Reputation: 23
for element in f:
galcode_scan = re.search(ur'blah\.blah\.blah\(\'\w{5,10}', element)
If I try to perform re.sub and remove the blahs with something else and keep the last bit, the \w{5,10} becomes literal. How do I retain the characters that are taken up by that chunk of the regular expression?
EDIT:
Here is the complete code
for element in f:
galcode_scan = re.search(ur'Imgur\.Util\.triggerView\(\'\w{5,10}', element)
galcode_scan = re.sub(r'Imgur\.Util\.triggerView\(\'\w{5,10}', 'blah\.\w{5,10}', ur"galcode_scan\.\w{5,10}")
print galcode_scan
Upvotes: 1
Views: 1023
Reputation: 91017
You can as well work this way:
import re
element = "Imgur.Util.triggerView('glglgl')"
galcode_scan = re.search(ur'Imgur\.Util\.triggerView\(\'(\w{5,10})\'\)', element)
Now you have a match object which you can furtherly use: with either of
galcode_scan.expand('replacement.\\1')
galcode_scan.expand('replacement.\g<1>')
you get replacement.glglgl
as a result.
This works by applying the replacement string with the captured groups.
Upvotes: 0
Reputation: 4628
You can use positive lookahead ((?=...)
) to not to match when replacing but matching as a whole pattern:
re.sub("blah\.blah\.blah\(\'(?=\w{5,10})", "", "blah.blah.blah('qwertyu")
'qwertyu'
If you want to replace you match, just add it to the replacement parameter:
re.sub("blah\.blah\.blah\(\'(?=\w{5,10})", "pref:", "blah.blah.blah('qwertyu")
'pref:qwertyu'
You can also do it by capturing the pattern ((..)
) and back-referencing it (\1
.. \9
):
re.sub("blah\.blah\.blah\(\'(\w{5,10})", "pref:\\1", "blah.blah.blah('qwertyu")
'pref:qwertyu'
Update
A more precise pattern for the provided exmples:
re.sub("Imgur\.Util\.triggerView'(?=\w{5,10})", "imgurl.com/", "Imgur.Util.triggerView'B1ahblA4")
'imgurl.com/B1ahblA4'
The pattern here is a simple string, so whatever you need to make dynamic you can use a variable for it.

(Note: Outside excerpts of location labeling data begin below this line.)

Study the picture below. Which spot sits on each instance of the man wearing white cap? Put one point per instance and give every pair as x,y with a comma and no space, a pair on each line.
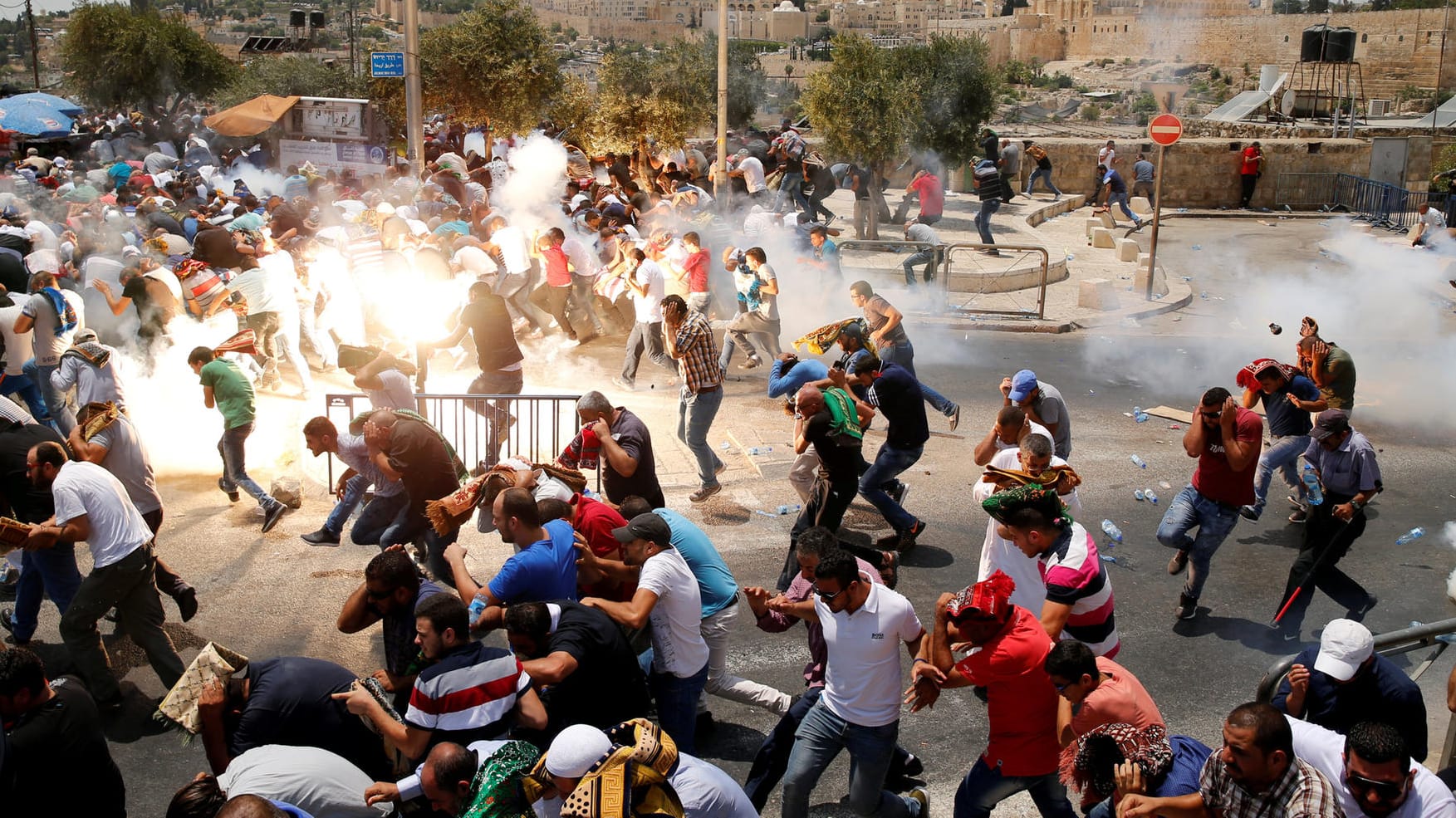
1350,683
705,791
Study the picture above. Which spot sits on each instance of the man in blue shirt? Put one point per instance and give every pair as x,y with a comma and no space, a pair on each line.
1344,682
1287,399
545,566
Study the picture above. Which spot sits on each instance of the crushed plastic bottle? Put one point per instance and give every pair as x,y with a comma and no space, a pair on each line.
1312,491
1409,536
1111,530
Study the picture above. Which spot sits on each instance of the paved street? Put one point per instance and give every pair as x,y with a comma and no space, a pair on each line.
272,594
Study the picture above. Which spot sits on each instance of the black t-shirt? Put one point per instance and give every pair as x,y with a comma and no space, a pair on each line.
897,394
607,686
28,504
58,763
419,456
489,325
630,434
292,702
839,462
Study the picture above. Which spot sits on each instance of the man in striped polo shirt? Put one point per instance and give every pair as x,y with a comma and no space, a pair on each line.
1079,591
472,692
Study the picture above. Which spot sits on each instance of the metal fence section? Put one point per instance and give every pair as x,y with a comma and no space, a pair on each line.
964,278
532,427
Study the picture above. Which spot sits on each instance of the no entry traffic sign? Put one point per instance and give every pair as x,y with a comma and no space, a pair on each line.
1165,129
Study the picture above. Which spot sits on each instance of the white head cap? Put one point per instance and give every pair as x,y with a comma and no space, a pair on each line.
576,750
1343,648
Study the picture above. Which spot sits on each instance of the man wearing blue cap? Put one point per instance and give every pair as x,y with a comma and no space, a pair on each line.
1043,405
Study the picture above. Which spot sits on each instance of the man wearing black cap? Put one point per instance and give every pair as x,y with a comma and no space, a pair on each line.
667,597
1350,478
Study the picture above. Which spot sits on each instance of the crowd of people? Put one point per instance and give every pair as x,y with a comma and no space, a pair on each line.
618,610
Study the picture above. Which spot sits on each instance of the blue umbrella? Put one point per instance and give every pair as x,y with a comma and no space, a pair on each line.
47,100
34,120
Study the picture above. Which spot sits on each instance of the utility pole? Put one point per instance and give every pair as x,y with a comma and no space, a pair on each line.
414,102
35,51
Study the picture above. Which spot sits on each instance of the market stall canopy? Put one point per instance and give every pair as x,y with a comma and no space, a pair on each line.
252,117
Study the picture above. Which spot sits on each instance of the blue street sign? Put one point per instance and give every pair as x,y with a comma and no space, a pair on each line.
388,63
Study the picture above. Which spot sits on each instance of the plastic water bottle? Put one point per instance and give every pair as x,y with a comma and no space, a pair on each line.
1314,494
1409,536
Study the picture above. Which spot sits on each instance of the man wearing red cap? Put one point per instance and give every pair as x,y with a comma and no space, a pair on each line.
1021,700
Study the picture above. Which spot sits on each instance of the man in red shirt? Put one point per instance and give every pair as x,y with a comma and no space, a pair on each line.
1251,166
1021,700
1226,438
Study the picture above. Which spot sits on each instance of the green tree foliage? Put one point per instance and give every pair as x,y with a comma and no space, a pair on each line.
955,88
287,76
117,57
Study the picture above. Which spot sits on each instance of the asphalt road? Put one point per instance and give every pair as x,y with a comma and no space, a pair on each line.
274,595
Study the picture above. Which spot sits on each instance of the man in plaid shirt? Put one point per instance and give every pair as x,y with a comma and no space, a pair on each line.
1255,775
690,342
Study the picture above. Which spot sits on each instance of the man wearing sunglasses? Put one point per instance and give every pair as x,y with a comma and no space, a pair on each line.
1373,771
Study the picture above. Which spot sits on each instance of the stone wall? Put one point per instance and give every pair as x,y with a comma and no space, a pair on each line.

For example to use different mappings:
map = {
'Imgur\.Util\.triggerView\'': 'imgurl.com/',
'Example\.Util\.triggerView\'': 'example.com/'
}
items = [
"Imgur.Util.triggerView'B1ahblA4",
"Example.Util.triggerView'FooBar"
]
for item in items:
for old, new in map.iteritems():
pattern = old + '(?=\w{5,10})'
if re.match(pattern, item):
print re.sub(pattern, new, item)
imgurl.com/B1ahblA4
example.com/FooBar
Upvotes: 1